The essential function of a trademark is to indicate trade origin and enable consumers to distinguish one trader’s goods from those of another. However, the accelerating effects of climate change challenge this assumption. Changes in the environment caused by climate change are changing how materials, products, and natural inputs look. This raises a big question: what happens when nature itself “rebrands” a product?
This blog argues that climate change destabilises colour-based trademarks by undermining the doctrines of distinctiveness and non-functionality, thereby exposing gaps in Indian trademark law.
The Law of Colour Trademarks in India
Under the Trade Marks Act, 1999 (“Act”), a trademark may include a combination of colours, provided it is capable of distinguishing goods or services. In Colgate Palmolive Company v Anchor Health & Beauty Care Pvt Ltd, the Delhi High Court recognised that a colour combination (red and white) can be registered as a trademark. Yet, it emphasised that protection depends on acquired distinctiveness and cannot extend to colours per se in the abstract. Similarly, in Christian Louboutin Sas vs Abubaker & Ors, the court upheld the trademark in the red sole of a shoe.

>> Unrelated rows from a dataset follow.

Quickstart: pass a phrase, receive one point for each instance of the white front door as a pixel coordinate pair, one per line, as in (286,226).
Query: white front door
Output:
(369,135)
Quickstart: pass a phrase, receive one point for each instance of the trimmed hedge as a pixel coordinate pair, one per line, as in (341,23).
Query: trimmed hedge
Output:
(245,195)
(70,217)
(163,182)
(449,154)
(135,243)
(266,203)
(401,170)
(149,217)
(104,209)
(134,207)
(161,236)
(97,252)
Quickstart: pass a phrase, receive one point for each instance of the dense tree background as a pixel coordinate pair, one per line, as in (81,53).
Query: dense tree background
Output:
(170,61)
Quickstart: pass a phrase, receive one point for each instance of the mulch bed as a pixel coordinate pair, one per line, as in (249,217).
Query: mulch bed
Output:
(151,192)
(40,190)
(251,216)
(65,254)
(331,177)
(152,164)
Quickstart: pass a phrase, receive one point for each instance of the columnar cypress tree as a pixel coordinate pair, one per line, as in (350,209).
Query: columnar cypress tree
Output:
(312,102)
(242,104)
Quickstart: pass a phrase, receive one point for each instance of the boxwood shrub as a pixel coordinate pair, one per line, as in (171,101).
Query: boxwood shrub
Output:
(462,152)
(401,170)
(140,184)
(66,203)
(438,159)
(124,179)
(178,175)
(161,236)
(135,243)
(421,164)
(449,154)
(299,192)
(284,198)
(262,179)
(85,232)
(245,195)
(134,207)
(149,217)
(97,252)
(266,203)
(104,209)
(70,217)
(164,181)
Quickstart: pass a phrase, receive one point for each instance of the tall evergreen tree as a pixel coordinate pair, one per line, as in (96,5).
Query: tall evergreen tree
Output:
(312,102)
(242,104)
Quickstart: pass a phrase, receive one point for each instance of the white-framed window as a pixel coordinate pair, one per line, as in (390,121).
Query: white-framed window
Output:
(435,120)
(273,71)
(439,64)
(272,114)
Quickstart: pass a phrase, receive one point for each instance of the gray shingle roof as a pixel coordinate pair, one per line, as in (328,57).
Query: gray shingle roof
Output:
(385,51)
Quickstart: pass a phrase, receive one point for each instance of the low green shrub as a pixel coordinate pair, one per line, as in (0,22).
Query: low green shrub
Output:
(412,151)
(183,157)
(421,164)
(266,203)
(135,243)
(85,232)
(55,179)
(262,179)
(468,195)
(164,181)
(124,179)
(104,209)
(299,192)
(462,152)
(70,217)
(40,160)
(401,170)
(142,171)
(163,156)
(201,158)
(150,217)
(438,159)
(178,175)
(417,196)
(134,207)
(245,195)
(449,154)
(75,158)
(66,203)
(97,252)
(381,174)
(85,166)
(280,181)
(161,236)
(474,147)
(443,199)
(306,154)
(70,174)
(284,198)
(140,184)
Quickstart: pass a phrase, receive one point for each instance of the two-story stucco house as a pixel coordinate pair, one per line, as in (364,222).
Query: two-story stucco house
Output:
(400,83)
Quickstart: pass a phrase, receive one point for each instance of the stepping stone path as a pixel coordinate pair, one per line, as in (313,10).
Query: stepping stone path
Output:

The legal foundation for colour trademarks in India rests on two key definitions in the Act. Section 2(1)(m) defines a “mark” to explicitly include a “combination of colours” and Section 2(1)(zb) defines a “trade mark” as a mark capable of being represented graphically and capable of distinguishing the goods or services of one person from those of others. The statute explicitly mentions a combination of colours. While registering a combination of colours, it is straightforward if it acts as a unique identifier, registering a single colour is exceptionally challenging. A single colour lacks “inherent distinctiveness.” Therefore, the entire legal battle revolves around proving acquired distinctiveness (often called “secondary meaning” in IP jurisprudence).
Climate Change and Colour Degradation
Numerous studies were conducted earlier, which clearly show that climate change exacerbates the colour degradation, resulting in a change in the colour of the products. To illustrate this issue, consider a hypothetical scenario where a specific colour registered and heavily relied upon for brand identity, physically morphs over time due to environmental exposure, leaving the brand owner with a trademark for a colour that their product no longer retains in the real world.

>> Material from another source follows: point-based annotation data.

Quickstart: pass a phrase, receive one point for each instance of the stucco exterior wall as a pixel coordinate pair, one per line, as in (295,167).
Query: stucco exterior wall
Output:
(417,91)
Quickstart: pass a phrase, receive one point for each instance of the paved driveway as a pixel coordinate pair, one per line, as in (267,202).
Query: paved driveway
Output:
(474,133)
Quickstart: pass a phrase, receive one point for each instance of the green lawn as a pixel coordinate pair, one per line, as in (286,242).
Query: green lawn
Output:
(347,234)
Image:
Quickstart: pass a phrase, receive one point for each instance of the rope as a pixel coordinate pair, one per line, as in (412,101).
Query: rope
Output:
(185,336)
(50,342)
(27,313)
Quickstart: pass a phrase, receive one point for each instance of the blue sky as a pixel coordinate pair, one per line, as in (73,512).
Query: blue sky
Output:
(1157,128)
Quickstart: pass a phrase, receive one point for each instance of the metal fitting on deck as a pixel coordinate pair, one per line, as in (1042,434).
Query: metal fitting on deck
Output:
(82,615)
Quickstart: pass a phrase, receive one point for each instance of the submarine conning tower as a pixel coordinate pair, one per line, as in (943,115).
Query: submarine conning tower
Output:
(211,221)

Consider the hypothetical of a sustainable outdoor brand “Aura Indigo”, that successfully trademarked “Aura Indigo”, a specific, non-functional deep blue for its tents and jackets that consumers instantly recognise. However, accelerating climate change is disrupting this trademark. Unprecedented UV radiation and shifting climate patterns disrupt the organic dye’s agricultural supply chain, fundamentally altering its baseline chemical composition. Consequently, within just one year of outdoor use, the iconic “Aura Indigo” photochemically degrades into a faded, mottled violet. Therefore, “Aura Indigo” is being forced to abandon its established goodwill in the original colour, creating a gap in protection while the new colour acquires secondary meaning, and is financially impractical for a continuously shifting spectrum.
United States trademark jurisprudence has already initiated a similar shift from static rigidity to dynamic resilience through its recognition of “Fluid Trademarks.” The United States Patent and Trademark Office (USPTO) and federal courts have increasingly recognised that trademarks may undergo limited evolution over time, provided that the modified mark continues to create the same commercial impression and preserves its source-identifying function.

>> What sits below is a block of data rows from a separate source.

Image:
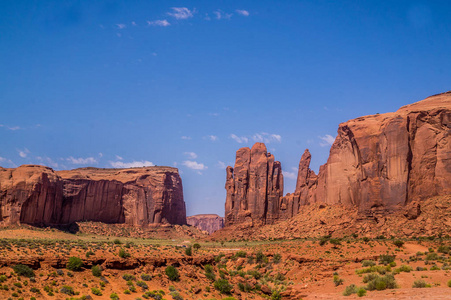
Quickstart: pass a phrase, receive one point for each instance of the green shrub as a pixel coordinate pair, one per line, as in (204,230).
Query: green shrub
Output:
(276,258)
(123,253)
(349,290)
(74,264)
(146,277)
(114,296)
(223,286)
(381,283)
(241,253)
(276,295)
(361,292)
(368,263)
(128,277)
(23,270)
(96,291)
(386,259)
(420,284)
(172,273)
(96,271)
(337,280)
(68,290)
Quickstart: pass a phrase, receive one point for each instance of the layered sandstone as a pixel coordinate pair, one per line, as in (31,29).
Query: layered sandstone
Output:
(39,195)
(206,222)
(377,164)
(383,162)
(254,187)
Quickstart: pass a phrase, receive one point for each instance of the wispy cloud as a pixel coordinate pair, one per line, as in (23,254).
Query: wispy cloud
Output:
(222,15)
(221,165)
(190,155)
(181,13)
(212,138)
(194,165)
(327,140)
(239,139)
(267,138)
(23,153)
(289,175)
(162,23)
(132,164)
(81,160)
(242,12)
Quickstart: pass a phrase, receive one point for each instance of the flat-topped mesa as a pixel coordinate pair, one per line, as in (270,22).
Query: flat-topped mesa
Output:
(383,162)
(206,222)
(38,195)
(254,187)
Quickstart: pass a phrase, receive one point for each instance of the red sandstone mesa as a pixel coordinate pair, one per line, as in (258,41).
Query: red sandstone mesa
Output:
(206,222)
(378,163)
(38,195)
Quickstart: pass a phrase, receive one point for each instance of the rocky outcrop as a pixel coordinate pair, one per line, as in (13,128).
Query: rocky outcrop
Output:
(383,162)
(206,222)
(378,164)
(38,195)
(254,187)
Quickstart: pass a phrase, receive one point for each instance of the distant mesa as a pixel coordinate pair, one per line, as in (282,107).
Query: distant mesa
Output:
(206,222)
(378,164)
(38,195)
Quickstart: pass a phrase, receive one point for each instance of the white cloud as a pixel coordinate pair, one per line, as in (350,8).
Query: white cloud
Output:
(328,140)
(221,164)
(222,15)
(133,164)
(290,175)
(242,12)
(239,139)
(162,23)
(23,153)
(81,160)
(181,13)
(194,165)
(212,138)
(267,138)
(191,155)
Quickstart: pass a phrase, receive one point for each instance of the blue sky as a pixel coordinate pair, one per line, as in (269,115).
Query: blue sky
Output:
(187,83)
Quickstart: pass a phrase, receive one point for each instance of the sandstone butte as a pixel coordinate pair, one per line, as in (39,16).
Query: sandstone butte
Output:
(377,164)
(38,195)
(206,222)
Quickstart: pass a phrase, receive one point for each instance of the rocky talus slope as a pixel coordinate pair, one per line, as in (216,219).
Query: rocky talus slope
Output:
(378,164)
(206,222)
(38,195)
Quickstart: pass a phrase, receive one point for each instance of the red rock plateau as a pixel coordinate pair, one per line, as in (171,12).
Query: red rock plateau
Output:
(206,222)
(377,165)
(38,195)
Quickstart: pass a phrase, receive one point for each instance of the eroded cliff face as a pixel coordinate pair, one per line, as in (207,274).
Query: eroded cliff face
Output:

Fractures in the Framework: The Three Dilemmas
This environmental degradation exposes three critical gaps in trademark doctrines, particularly within frameworks of the Act:
- The Crisis of Acquired Distinctiveness: Trademark law protects the registered mark. If millions of consumers begin encountering Aura’s tents in the wild as “faded violet” rather than “Aura Indigo,” the public’s mental association shifts. If a rival company starts manufacturing tents in that exact faded violet, can Aura sue for infringement? The brand risks losing its distinctive character because the “stable” trade identity has been overwritten by nature.
- The Failure of Graphical Representation: Under Section 2(1)(zb) of the Act, a mark must be capable of being represented graphically. A single Pantone shade is easy to represent. But how does a brand graphically represent a colour that is guaranteed to degrade along a specific spectrum over time? Current trademark registries are built for static identifiers, not dynamic, living colours that change with the climate.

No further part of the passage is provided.